Will the Democrats be able to match that effort?
See also MyDD.
The Weekly Standard: The staff of the leading neocon rag give their midterm predictions. Only one of the 17 predicts that the GOP will hold on to the House. Eight predict that the Senate will stay Republican, five that it will go Democratic, and four that it will be a 50-50 tie when all is said and done.
Then again, these guys still think going to war in Iraq was a great idea.
The Post and the Times have good overviews.
From the former: "'The bottom just fell out,' said Amy Walter, a House analyst at the nonpartisan Cook Political Report. Her publication predicted yesterday that Republicans will lose 20 to 35 seats. Rothenberg predicted a 34-to-40-seat Democratic gain. 'The House is gone,' he said"
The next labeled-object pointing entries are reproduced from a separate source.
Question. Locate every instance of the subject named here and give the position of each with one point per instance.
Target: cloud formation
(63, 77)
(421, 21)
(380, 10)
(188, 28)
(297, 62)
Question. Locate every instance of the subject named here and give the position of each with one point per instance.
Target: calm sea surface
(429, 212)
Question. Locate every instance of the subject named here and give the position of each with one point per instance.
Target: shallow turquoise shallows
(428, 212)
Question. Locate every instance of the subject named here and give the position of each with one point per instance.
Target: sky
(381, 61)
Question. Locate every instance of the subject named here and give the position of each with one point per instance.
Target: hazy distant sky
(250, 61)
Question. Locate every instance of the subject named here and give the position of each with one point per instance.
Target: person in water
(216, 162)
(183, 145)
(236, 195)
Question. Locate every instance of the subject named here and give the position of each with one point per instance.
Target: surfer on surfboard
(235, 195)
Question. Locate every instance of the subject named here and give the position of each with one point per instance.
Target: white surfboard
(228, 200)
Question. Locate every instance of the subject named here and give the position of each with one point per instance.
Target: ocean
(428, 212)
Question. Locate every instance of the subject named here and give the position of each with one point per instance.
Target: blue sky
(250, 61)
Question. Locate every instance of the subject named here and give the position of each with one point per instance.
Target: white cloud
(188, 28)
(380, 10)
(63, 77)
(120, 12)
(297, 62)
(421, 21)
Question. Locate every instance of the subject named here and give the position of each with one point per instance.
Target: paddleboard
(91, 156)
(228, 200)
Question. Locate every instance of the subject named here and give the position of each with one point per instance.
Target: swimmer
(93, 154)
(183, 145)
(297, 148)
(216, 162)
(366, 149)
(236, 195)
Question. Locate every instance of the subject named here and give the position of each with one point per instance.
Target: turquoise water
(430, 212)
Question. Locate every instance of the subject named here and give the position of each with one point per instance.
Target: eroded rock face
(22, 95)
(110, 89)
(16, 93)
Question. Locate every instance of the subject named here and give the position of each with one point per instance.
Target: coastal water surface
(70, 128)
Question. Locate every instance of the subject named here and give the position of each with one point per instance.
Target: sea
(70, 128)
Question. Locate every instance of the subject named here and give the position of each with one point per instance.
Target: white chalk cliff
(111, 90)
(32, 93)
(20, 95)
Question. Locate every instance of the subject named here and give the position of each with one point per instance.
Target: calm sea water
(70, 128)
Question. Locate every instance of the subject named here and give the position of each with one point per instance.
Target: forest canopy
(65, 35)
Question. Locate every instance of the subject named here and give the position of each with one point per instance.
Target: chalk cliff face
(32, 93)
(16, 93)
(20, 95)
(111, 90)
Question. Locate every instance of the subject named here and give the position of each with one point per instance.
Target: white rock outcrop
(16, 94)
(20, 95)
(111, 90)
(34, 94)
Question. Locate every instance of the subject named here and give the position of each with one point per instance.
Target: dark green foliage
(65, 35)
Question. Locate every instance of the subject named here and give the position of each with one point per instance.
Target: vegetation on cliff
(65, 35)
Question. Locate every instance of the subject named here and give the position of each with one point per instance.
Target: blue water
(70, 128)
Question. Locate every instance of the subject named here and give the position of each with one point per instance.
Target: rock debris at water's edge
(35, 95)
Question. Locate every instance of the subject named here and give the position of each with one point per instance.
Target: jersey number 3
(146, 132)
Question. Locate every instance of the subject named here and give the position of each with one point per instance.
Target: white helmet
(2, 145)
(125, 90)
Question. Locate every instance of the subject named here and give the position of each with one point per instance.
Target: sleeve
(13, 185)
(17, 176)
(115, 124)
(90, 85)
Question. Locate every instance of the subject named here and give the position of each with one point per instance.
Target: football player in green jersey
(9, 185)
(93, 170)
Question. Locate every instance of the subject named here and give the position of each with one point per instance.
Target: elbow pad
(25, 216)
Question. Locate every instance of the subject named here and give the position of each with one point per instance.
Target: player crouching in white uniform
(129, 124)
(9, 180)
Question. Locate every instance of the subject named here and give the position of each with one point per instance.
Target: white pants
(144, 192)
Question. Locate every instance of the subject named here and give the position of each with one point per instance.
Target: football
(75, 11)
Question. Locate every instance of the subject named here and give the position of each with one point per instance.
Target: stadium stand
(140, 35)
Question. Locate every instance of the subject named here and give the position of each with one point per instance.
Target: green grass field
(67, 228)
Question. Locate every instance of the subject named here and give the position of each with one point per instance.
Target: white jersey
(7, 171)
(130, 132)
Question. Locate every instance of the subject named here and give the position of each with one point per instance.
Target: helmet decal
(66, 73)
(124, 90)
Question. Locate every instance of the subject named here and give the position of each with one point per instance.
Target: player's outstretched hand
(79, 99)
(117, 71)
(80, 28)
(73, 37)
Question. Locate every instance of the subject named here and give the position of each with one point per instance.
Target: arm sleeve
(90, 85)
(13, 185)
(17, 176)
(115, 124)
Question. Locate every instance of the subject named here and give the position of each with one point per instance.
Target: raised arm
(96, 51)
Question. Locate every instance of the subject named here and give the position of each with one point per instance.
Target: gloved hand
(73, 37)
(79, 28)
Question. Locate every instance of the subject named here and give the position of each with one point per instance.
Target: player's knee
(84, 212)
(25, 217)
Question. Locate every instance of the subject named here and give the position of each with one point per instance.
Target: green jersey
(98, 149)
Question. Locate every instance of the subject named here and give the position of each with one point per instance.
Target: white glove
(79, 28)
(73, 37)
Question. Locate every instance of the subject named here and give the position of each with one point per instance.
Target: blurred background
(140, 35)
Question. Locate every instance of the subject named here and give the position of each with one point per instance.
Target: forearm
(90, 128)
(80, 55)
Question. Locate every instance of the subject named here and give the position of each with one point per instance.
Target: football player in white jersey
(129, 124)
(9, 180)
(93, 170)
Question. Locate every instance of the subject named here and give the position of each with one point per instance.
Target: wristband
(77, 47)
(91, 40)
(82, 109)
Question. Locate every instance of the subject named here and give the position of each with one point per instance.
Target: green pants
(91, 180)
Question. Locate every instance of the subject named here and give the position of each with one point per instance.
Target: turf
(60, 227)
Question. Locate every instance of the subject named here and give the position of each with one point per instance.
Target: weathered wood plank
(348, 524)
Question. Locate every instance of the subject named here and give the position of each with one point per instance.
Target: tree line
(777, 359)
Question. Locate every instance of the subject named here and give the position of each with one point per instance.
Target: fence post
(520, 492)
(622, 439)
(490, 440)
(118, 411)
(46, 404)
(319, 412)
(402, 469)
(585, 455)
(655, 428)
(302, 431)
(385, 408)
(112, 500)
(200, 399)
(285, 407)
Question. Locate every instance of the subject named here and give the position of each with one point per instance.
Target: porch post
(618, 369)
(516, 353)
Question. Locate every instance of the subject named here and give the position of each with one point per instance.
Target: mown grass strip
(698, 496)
Rasmussen Reports: "On the final Saturday of Election 2006, the race for control of the Senate is tied. The Rasmussen Reports Senate Balance of Power summary now rates 49 seats as Democrat or Leans Democrat and 49 seats as Republican or Leans Republican and two as Toss-Ups. The two remaining Toss-Ups are both seats defended by incumbent Republicans -- Jim Talent in Missouri and George Allen in Virginia."
And check out The Cook Political Report and The Rothenberg Political Report for the latest prognostications from the best in the business.
And see Robert Kuttner in the Globe: "November 2006 will be remembered either as the time American democracy was stolen again, maybe forever, or began a brighter day."